A glimpse of pink in the sea of green meant nothing at first when Drake scanned across. But then something clicked in his mind about the little girl tied to the bed in the Lawndale apartment. He refocused back to the pink and the flopping braids and then to the wave of crowd heading her way. Drake was three stories up. A questionable jump with the concrete below. The staircase was behind him yet had taken minutes to go down and around when he first ascended with the snipers.

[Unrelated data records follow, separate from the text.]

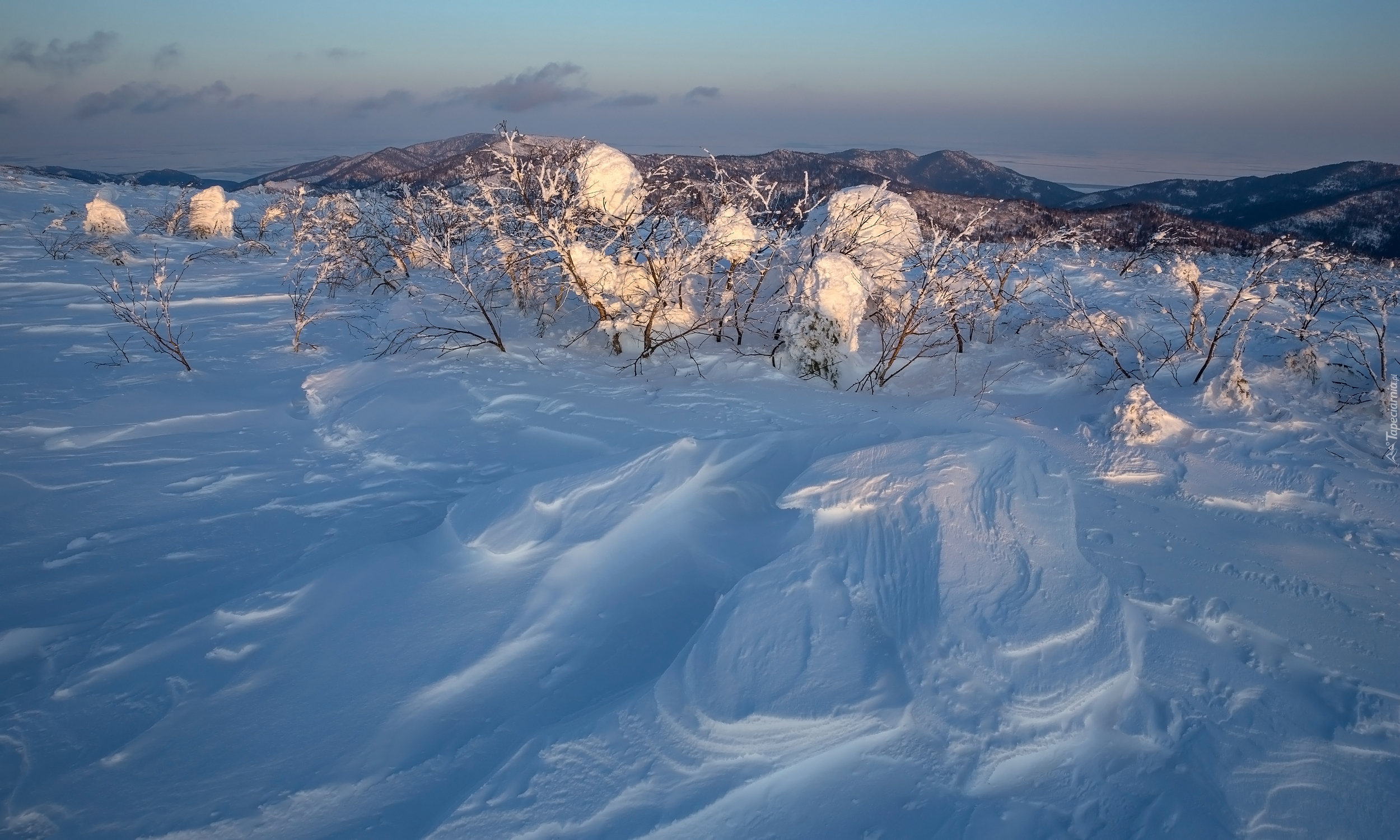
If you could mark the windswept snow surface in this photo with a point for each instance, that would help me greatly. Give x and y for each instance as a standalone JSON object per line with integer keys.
{"x": 521, "y": 595}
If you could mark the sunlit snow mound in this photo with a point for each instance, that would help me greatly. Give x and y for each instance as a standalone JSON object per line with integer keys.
{"x": 1141, "y": 422}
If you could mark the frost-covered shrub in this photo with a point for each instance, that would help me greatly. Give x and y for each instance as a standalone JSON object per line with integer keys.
{"x": 212, "y": 214}
{"x": 104, "y": 217}
{"x": 811, "y": 345}
{"x": 1230, "y": 391}
{"x": 872, "y": 226}
{"x": 731, "y": 236}
{"x": 609, "y": 184}
{"x": 1143, "y": 423}
{"x": 836, "y": 287}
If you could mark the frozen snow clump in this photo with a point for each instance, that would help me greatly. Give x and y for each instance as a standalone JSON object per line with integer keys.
{"x": 603, "y": 275}
{"x": 1141, "y": 422}
{"x": 609, "y": 183}
{"x": 212, "y": 214}
{"x": 1230, "y": 391}
{"x": 1186, "y": 272}
{"x": 836, "y": 287}
{"x": 104, "y": 216}
{"x": 732, "y": 234}
{"x": 872, "y": 226}
{"x": 811, "y": 345}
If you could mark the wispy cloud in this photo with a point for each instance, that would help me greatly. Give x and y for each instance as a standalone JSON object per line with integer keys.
{"x": 629, "y": 101}
{"x": 167, "y": 55}
{"x": 701, "y": 94}
{"x": 58, "y": 58}
{"x": 149, "y": 97}
{"x": 533, "y": 88}
{"x": 371, "y": 104}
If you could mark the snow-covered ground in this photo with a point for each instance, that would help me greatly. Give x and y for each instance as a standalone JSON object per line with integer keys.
{"x": 522, "y": 595}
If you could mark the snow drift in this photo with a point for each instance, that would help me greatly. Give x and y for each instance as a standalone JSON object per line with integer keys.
{"x": 517, "y": 595}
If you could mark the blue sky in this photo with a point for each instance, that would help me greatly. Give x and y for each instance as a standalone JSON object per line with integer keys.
{"x": 1077, "y": 91}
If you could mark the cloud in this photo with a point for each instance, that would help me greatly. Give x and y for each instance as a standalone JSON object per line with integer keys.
{"x": 524, "y": 91}
{"x": 167, "y": 55}
{"x": 58, "y": 58}
{"x": 629, "y": 101}
{"x": 701, "y": 94}
{"x": 149, "y": 97}
{"x": 390, "y": 100}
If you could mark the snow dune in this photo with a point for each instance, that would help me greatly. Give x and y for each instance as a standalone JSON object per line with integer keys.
{"x": 519, "y": 595}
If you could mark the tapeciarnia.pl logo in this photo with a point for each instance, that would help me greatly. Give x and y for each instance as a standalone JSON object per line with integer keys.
{"x": 1393, "y": 430}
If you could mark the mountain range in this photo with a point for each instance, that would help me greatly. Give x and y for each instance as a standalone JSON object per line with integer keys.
{"x": 1351, "y": 203}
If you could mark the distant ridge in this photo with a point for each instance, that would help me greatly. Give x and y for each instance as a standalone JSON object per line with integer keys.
{"x": 1354, "y": 203}
{"x": 144, "y": 178}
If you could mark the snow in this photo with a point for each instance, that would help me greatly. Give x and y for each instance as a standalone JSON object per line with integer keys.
{"x": 732, "y": 234}
{"x": 104, "y": 217}
{"x": 521, "y": 595}
{"x": 835, "y": 286}
{"x": 212, "y": 213}
{"x": 872, "y": 226}
{"x": 609, "y": 183}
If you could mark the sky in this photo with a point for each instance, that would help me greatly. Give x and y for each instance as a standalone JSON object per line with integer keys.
{"x": 1081, "y": 91}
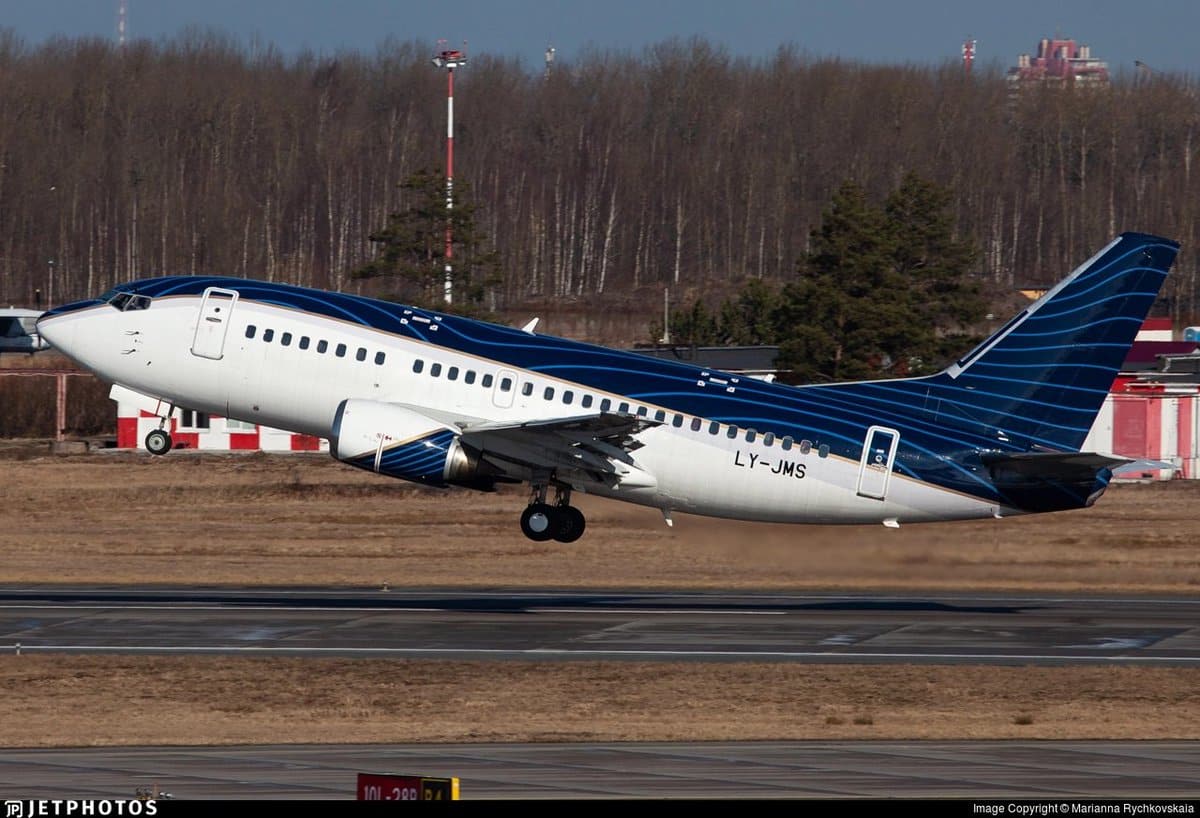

Drake looked again to the ground and this time gave more thought to the scaffolding about ten feet under the ledge, but only a few two by fours made the platform, which gave Woolf a small margin of error not to miss or hit the edge and topple the structure over and crushing the construction pickup trucks below. “Fellas, I’m heading out. Cover your ears.” He stepped up onto the ledge, readying for his jump.
The jumbo jet flew a mere couple hundred feet overhead, the wingtip vortices and wash blowing Drake over the edge with the short turbulence blast wake.
Chapter 90
Drake fell the thirty feet, missing the scaffolding and hitting the roof of a pickup cab, then falling over into the truck bed laden with construction waste. The truck cushioned some of the fall but still knocked the wind out of him and gave a good smack to the side of the head, but falling over and landing in the debris cut Drake’s thigh and arm with a nasty slice from bent sheet metal. Still focused on the young girl, he didn’t give a moment of thought to the pain and breathlessness as he rolled out and sprinted to those pink ribbons tying Zarielle’s braids.